Rabat - Morocco knows two healthcare systems: private and governmental, the first of which is only accessible by money and the second is often associated with decreased quality of care which may also apply to the private sector.
Rabat – Morocco knows two healthcare systems: private and governmental, the first of which is only accessible by money and the second is often associated with decreased quality of care which may also apply to the private sector.
Experiences from people seeking health care in Morocco show everything but a humane and accessible healthcare system. Patients of governmental hospitals are required to pay for equipment such as sterile syringes or bandages.
Prescribed medications are always excessive in amount, aimed at increased turnover of the collaborating pharmacy and often not affordable by the (on average, poor) population. In a country where 41.3% of the population lives in rural areas with no fixed income or form of social security, disease and illness result in decrease of income, progressive poverty, and stress. Furthermore, corruption is common within the wards to receive attention from the nurses or get the doctor to check up on a patient.
Even though the government has provided insurance coverage for 8 million of the poor, little is observed in reality when poor citizens of the rural areas travel to the city seeking care. And when care in hospitals is provided, a large proportion of the population is not capable of covering the medical costs.
The 2011 Constitution emphasizes equal access of citizens to health care. The same law addresses basic medical coverage, solidarity, health equality and equal distribution of health resources. The World Health Organization reports in collaboration with the Moroccan Ministry of Health to emphasize equality of access to health care, which fails according to scientific studies. A good example is the case of late diagnosis of lymphoma (a form of cancer), where social factors discriminate access to health care.

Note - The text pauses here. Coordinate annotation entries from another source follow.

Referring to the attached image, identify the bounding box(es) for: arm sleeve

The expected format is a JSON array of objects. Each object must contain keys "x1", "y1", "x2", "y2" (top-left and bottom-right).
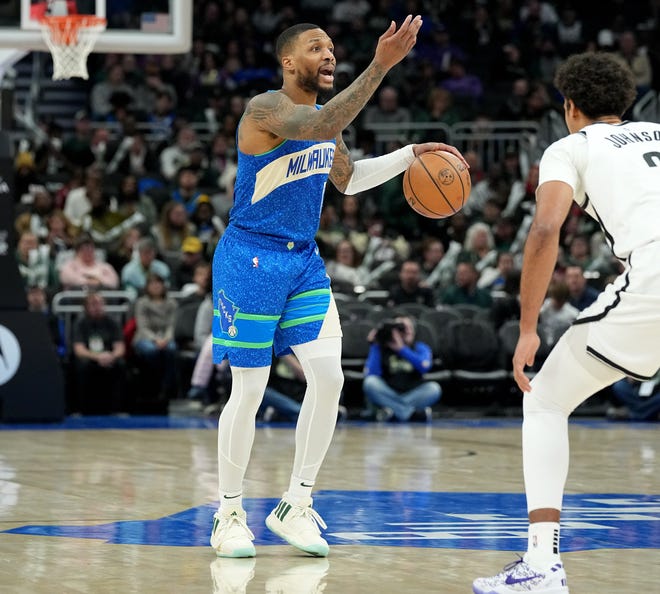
[{"x1": 344, "y1": 144, "x2": 415, "y2": 195}]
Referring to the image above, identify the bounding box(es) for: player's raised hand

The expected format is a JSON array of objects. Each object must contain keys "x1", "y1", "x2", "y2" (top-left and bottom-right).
[{"x1": 374, "y1": 14, "x2": 422, "y2": 69}]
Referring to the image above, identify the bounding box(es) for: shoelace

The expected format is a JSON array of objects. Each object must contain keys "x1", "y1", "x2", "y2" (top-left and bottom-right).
[
  {"x1": 298, "y1": 506, "x2": 327, "y2": 532},
  {"x1": 502, "y1": 555, "x2": 525, "y2": 573},
  {"x1": 226, "y1": 515, "x2": 254, "y2": 540}
]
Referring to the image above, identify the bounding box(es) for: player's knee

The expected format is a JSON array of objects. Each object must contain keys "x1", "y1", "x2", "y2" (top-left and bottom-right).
[
  {"x1": 523, "y1": 390, "x2": 571, "y2": 417},
  {"x1": 323, "y1": 358, "x2": 344, "y2": 395}
]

A delay in diagnosis has an impact on the survival status. Being non-married, having more than 3 children, and having low social economic status increase the odds of a delay by 2.5, 4.39, and 5.82 percent, respectively. This data indicates poor health outcomes based on factors related to decreased and unequal access to health care. Therefore, the current health care system fails to meet the requirements and promises the government makes regarding equality of access to health care.
Failing healthcare systems, public health services, surveillance, and proactive care from the government to the population are visible in large quantities. For example, in 2010, 112 women per 100,000 births died during labor.
A recent published study conducted in the region of Bni Hssen has followed up the maternal death surveillance system for 1.5 years. They found that the system systematically underreports maternal death within and outside health care facilities. The study’s maternal mortality rate was 2.5 times higher than that reported by the local surveillance system. It could be that this form of underreporting is done throughout the country, thus resulting in false improvement reports of the maternal health care system.